火曜早朝に一時75,912ドルまで上昇したビットコインだが、すぐに74,000ドル台まで戻されている。この短期的な急騰の正体はデリバティブのポジション調整で、新規の現物需要ではないというのが市場の見方。6万ドル帯の大口プットポジションの決済が、メイカーのスポット買いを誘発したという流れだ。結局、74,400ドルのサポートを割り込む動きで、トレーダーたちも根拠なく上値を追う気配は薄い。

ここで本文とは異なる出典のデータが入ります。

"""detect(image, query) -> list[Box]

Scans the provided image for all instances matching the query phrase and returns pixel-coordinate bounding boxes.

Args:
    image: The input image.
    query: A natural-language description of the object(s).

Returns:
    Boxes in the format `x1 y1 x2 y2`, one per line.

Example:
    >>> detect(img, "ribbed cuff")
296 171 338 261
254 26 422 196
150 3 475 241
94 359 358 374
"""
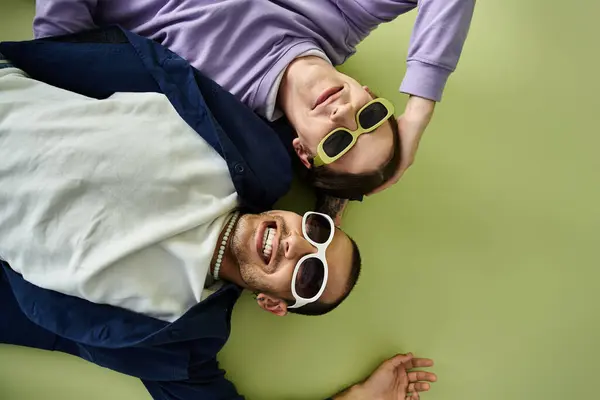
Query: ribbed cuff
400 61 451 101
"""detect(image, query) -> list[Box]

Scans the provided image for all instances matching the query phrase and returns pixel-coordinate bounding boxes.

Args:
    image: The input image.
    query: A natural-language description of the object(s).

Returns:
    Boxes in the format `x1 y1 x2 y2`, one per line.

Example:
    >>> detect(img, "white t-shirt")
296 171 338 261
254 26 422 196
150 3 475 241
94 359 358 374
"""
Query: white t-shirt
0 68 238 321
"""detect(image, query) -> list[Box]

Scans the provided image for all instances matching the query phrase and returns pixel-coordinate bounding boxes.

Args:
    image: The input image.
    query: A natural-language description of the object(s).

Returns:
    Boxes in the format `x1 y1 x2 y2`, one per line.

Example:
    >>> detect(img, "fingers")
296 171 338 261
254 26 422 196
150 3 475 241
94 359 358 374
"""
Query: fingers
406 382 431 393
407 358 433 369
408 371 437 382
406 392 421 400
388 353 413 368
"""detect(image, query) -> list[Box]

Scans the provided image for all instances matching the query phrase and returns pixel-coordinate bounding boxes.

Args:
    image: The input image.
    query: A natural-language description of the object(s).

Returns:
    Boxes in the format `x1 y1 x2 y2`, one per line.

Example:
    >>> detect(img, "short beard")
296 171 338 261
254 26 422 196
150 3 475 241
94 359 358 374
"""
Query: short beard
231 214 287 293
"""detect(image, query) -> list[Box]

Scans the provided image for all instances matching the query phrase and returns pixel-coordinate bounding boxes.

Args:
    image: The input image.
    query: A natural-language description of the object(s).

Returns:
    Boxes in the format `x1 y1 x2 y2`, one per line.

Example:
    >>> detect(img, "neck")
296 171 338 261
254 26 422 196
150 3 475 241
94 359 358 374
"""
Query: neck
210 214 246 288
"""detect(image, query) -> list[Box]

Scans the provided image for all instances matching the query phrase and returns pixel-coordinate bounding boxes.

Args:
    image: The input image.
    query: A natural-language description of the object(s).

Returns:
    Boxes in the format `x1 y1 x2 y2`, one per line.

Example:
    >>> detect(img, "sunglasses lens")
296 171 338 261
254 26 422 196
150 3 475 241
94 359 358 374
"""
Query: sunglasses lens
294 258 325 299
323 131 352 157
305 214 331 244
358 103 388 129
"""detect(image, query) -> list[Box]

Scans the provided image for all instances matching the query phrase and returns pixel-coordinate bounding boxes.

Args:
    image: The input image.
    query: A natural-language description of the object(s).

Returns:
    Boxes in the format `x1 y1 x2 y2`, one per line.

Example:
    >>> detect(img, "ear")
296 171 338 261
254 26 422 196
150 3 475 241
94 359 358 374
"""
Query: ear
363 86 377 98
292 138 312 169
256 293 287 317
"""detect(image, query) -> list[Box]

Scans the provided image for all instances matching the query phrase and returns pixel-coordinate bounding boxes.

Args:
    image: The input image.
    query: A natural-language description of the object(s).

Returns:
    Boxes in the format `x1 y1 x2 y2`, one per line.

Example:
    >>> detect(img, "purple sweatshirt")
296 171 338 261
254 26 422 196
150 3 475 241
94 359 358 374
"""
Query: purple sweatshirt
34 0 475 115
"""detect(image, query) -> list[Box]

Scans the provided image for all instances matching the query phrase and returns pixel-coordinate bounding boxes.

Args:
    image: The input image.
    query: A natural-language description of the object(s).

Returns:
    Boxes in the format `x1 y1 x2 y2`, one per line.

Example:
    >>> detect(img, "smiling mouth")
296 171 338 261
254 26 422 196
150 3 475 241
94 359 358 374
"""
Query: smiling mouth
257 222 277 265
313 86 344 110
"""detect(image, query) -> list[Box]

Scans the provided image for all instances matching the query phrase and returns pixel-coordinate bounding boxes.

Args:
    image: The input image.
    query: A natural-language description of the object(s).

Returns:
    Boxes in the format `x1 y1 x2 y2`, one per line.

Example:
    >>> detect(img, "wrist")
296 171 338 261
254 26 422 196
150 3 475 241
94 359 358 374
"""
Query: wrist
403 96 436 121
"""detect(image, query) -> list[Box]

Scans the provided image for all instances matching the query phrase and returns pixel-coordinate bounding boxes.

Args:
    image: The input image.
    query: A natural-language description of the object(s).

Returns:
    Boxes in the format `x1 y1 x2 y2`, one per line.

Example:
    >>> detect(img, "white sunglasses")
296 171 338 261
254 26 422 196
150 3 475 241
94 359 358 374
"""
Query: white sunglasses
288 211 335 308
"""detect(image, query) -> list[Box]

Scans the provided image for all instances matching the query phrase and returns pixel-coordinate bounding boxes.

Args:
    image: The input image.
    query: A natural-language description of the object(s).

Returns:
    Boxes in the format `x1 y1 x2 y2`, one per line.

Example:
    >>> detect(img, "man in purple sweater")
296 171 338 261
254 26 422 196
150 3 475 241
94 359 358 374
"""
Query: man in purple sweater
34 0 475 213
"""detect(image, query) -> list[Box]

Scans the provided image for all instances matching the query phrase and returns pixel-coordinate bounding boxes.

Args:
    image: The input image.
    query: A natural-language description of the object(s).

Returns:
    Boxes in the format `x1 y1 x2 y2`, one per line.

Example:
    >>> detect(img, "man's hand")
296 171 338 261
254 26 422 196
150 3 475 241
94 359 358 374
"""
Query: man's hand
369 96 435 194
334 353 437 400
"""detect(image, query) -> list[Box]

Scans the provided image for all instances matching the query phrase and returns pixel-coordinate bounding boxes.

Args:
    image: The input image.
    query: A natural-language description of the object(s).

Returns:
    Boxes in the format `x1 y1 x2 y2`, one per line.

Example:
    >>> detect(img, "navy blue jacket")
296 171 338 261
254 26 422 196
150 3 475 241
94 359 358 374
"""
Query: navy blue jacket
0 28 332 400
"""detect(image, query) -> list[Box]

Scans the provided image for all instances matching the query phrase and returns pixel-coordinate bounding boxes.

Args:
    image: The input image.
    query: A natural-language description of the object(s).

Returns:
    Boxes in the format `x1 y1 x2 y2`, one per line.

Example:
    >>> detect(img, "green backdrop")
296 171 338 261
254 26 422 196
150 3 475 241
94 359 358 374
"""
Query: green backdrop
0 0 600 400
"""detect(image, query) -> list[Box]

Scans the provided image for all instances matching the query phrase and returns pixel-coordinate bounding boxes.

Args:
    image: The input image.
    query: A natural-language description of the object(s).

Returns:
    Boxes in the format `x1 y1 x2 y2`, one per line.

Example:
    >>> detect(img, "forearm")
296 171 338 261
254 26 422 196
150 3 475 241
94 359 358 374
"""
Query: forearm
33 0 98 39
331 385 364 400
400 0 475 101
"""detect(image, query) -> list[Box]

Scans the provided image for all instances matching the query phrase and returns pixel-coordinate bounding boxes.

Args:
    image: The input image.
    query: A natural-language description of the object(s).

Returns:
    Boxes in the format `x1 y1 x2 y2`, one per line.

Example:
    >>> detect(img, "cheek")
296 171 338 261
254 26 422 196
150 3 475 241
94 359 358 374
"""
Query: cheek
265 263 294 294
297 119 331 154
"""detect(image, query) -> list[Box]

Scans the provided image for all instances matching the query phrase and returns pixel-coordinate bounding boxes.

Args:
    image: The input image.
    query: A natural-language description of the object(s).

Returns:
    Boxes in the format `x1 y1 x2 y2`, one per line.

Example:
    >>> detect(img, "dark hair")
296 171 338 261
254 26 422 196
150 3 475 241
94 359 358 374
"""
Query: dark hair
306 115 402 199
288 236 362 315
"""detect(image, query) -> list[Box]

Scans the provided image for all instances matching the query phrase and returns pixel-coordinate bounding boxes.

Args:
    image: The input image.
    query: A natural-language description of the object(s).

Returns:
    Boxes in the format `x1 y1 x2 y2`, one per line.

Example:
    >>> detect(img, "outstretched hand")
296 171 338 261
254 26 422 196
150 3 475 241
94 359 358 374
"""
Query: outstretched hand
334 353 437 400
369 96 435 195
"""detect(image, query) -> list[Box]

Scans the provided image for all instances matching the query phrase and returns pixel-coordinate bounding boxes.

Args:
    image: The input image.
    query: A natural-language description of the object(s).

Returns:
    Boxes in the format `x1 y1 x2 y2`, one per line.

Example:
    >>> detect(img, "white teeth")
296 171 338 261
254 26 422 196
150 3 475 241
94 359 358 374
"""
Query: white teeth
262 228 277 259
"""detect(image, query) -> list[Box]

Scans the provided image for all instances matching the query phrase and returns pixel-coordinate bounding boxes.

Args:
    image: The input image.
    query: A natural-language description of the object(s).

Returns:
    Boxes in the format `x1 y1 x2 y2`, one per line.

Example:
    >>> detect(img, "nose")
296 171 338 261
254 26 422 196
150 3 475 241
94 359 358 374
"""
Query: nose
284 233 316 260
329 103 356 130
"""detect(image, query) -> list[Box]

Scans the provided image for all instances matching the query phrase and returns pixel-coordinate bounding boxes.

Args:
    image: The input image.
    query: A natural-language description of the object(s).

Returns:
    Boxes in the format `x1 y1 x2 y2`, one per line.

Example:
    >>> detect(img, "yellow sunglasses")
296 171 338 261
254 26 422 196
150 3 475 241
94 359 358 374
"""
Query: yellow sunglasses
313 97 394 167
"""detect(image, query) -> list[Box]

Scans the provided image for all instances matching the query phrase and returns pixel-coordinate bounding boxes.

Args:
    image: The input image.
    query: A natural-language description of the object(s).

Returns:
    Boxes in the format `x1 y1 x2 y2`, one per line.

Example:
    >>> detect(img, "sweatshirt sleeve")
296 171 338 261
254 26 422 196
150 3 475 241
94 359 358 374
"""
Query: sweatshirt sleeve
33 0 98 39
346 0 475 101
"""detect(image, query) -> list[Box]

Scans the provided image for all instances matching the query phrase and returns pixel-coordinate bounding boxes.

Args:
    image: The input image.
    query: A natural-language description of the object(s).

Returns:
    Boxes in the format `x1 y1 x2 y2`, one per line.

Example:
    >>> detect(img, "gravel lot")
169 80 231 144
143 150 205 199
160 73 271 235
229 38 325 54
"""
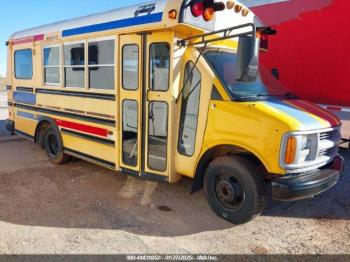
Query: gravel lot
0 133 350 254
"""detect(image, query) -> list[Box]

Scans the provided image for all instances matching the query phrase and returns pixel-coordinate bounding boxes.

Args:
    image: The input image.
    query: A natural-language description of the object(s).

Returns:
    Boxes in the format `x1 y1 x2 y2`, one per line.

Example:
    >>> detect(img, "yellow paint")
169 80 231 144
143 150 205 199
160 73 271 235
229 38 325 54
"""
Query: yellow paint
7 1 336 183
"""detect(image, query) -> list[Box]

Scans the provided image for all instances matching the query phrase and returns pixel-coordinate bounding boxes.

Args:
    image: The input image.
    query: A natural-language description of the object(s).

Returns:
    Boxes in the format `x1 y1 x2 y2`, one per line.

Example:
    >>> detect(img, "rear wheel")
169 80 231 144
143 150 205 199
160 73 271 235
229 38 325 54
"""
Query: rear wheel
44 126 71 165
204 156 266 224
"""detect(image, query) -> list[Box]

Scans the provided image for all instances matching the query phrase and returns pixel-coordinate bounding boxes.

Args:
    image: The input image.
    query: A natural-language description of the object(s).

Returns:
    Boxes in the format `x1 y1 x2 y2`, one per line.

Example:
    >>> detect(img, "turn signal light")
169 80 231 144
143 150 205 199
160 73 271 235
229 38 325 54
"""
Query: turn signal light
284 137 297 165
235 5 243 13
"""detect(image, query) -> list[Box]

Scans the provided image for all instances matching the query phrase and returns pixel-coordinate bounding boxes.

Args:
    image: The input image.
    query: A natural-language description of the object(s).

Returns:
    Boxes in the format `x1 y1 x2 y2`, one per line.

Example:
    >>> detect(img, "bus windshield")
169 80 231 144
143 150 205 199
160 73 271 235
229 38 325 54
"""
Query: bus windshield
204 49 290 101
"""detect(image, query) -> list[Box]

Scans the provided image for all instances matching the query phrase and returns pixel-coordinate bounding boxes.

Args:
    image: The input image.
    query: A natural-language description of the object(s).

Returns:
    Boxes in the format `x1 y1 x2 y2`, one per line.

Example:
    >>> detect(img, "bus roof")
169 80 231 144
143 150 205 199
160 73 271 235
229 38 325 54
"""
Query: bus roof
11 0 167 39
10 0 256 44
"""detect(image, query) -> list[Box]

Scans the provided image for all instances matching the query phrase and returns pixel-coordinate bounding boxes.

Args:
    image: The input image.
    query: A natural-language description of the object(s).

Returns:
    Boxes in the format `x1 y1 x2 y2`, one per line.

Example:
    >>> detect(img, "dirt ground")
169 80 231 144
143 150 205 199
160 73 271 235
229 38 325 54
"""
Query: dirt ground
0 137 350 254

ただ、日中の値動きより注目すべきは週足の動き。イーサが3.85%上昇して2,320ドル、XRPが1.36ドル、ドージコインが0.09ドルまで回復している。BNBも615ドル近辺。この広範な上昇相場、実は機関投資家の資金が本気で動いている証拠がある。スポットビットコインETFに先週約7億6,700万ドルの純流入があり、3週連続のプラスに。年初の30億ドル超の流出からの急反転だ。

もう一つ目を引くのは金との相関の変化。年初から3月中旬までは金が16%上昇する一方、ビットコインは19%の下落。でも最近その差が急速に縮まり、3月初旬以来ビットコインが金を13.2%上回るパフォーマンスを示している。「デジタルゴールド」というナラティブが2月に消えかけていたのに、ここにきて再び息を吹き返した格好だ。

焦点は今週のFRB会合。金利据え置きはほぼ確定だが、重要なのはドットプロットとパウエル議長の発言。原油が100ドルを超える中でスタグフレーションのリスクは避けられず、一方で労働市場は弱化している。この相反する2つの状況の中で、当局がどう舵を切るかで、これからのリスク資産の方向が決まってくる可能性が高い。

短期的には値動きが荒いが、週足で見ると資金流入のシグナルは本物。75,000ドルを試す動きはまだ続きそうだ。